# Solving an Equation with Sin -1 and Sin: Confusion and Help Needed

• DGriffiths

#### DGriffiths

this example was in a book I bought ( maths methods for physics, Mathews and Walker)

dy/dx + sqrt( (1-y^2) / (1-x^2) ) = 0

dy/(1-y^2) + dx/(1-x^2) = 0

sin -1 y + sin -1 x = c 

or, taking the sine of both sides

x (1-y^2)^1/2 + y (1-x^2)^1/2 = sin c 

My response/confusion with this...

 Ok so I'm fine with this, standard integral

 ?Where on Earth did this come from
just by taking the sin of the equation
above.

use from elementary trigonometry
$$\sin(x+y)=\sin(x)\cos(y)+\cos(x)\sin(y)$$
and
$$\sin( \cos^{-1}(x))=\sqrt{1-x^2}$$

Because $sin^2(y)+ cos^2(y)= 1$, $sin(y)= \sqrt{1- cos^2(y)}$ and so if x= cos(y) (so that $y= cos^{-1}(x))$, then $sin(cos^{-1}(x))= sin(y)= \sqrt{1- cos^2(y)}= \sqrt{1- x^2}$.

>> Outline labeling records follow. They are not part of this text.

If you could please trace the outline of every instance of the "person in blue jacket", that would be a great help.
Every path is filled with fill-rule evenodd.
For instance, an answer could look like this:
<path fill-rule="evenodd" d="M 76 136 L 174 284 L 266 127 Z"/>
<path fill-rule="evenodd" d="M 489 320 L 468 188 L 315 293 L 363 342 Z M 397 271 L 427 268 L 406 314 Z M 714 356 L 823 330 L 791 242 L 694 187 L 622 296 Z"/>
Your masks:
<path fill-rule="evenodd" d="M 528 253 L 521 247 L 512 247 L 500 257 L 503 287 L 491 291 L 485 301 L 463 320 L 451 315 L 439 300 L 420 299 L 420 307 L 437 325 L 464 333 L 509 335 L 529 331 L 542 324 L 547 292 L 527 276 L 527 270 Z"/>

Another way of seeing this is to think of $cos^{-1}(x)$ as representing the angle in a right triangle that has cosine equal to x. Since "cosine= near side over hypotenuse" and x= x/1, that right triangle can have "near side" of length x and hypotenuse 1. By the Pythagorean theorem, the third side, the "opposite side" to the angle has length $\sqrt{1- x^2}$ and so the sine of that angle, $sin(cos^{-1}(x)$, is $\sqrt{1- x^2}/1= \sqrt{1- x^2}$.

Thanks folks for your insight really appreciate it.